Chiumento Chairman, and former head of recruitment for a FTSE100, Ian Gooden shares his four top reasons why recruiters aren’t talking to you.

“Why aren’t recruiters talking to me? Its a common issue raised by job applicants. The truth is there is no one answer. Instead I’ll offer up four of the most common.

It’s a function of time – its not personal…

Every candidate wants a one-to-one relationship with a recruiter. By contrast the average recruiter could be faced with 10, 20, 30 or even more applicants for every job. In some cases – eg graduate applicants for roles with a top brand – the reality could be hundreds of applications for each vacancy.

Back in my in-house recruitment days, it wouldn’t have been uncommon for a recruiter to work on 25-30 jobs in a month. Let’s say with an average of 25 applicants per role. That’s something like 700 applicants in a month. To spend just three minutes talking to each candidate would take 2,100 minutes or around 35 hours of time. In other words pretty much a full working week out of the month. With all the candidate sourcing, CV reviewing and interviewing you have to do that’s time you just don’t have.

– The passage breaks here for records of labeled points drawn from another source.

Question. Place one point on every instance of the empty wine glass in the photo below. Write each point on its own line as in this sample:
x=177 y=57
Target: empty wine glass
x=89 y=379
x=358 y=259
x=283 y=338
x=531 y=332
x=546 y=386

Inevitably that means recruiters have to be very selective about who they talk to. Which inevitably means the best applicants.

Your CV isn’t doing its job

At Chiumento we tell our outplacement delegates their CV only has one job. To secure them an interview.

To stand out from the crowd, grab a recruiter’s attention and get on the “must call” list your CV has to be really good. Average won’t cut it. You have one chance to impress and you have to get it right. Recruiters won’t ring you up to fill in the gaps. Nor will they spend hours “reading between the lines” trying to establish if you might have what they are looking for.

Tailoring your CV for every application is therefore a must. In the job posting, role description etc there will be big clues as to what that specific recruiter is looking for. A great CV makes their job easy. The key skills, experience, behaviours and achievements they are looking for leap out. And are easily spotted by any CV scanning technology they are using.

Most Chiumento delegates get free CV writing included in their outplacement programme which is a great head start.

You are throwing your net too wide

When you’ve experienced redundancy the temptation can be to send your CV everywhere. Applying for any job that moves in the mistaken belief that quantity trumps quality (of applications). That’s a self-defeating approach.

First of all, no recruiter is going to talk to you about a job for which you are patently not qualified or experienced. You are wasting their time, and yours, in applying. And serial applicants do get noticed – in a negative “oh no, not them again” way.

I often despair when I see people interviewed on TV who say they’ve made hundreds of job applications without success. Each rejection, or wall of silence, further denting their already weakened sense of self-worth. You have to question the quality and relevance of those applications. And it explains why recruiters aren’t talking to you – there’s nothing to discuss.

Less is very often more when job searching. Make one quality application a day, not dash off 10 indifferent or poor ones.

You aren’t contactable

That may sound laughable but I can assure you it isn’t. The error rate on contact details on CVs and on-line applications never ceases to amaze me. Mis-spelt email addresses, missing digit mobile numbers etc etc. I’ve seen them all.

Then there are candidates who say “I didn’t answer the phone as I didn’t recognise the number”. If you are job hunting seriously you can’t afford to do that. Nor can you afford recruiters’ emails bouncing back because your mailbox is full.

A lot of candidates also don’t check their emails and messages often enough. Or think to check their spam folder before complaining a recruiter is ignoring them.

In summary

Why aren’t recruiters talking to you? Probably because you aren’t making it clear why they should invest their limited time in a conversation. Our top tips are:-

  • Have a compelling CV tailored to each job you apply for.
  • Only apply for jobs where you are a good match. Random, “scattergun” applications rarely succeeed.
  • Make sure you are easy to contact!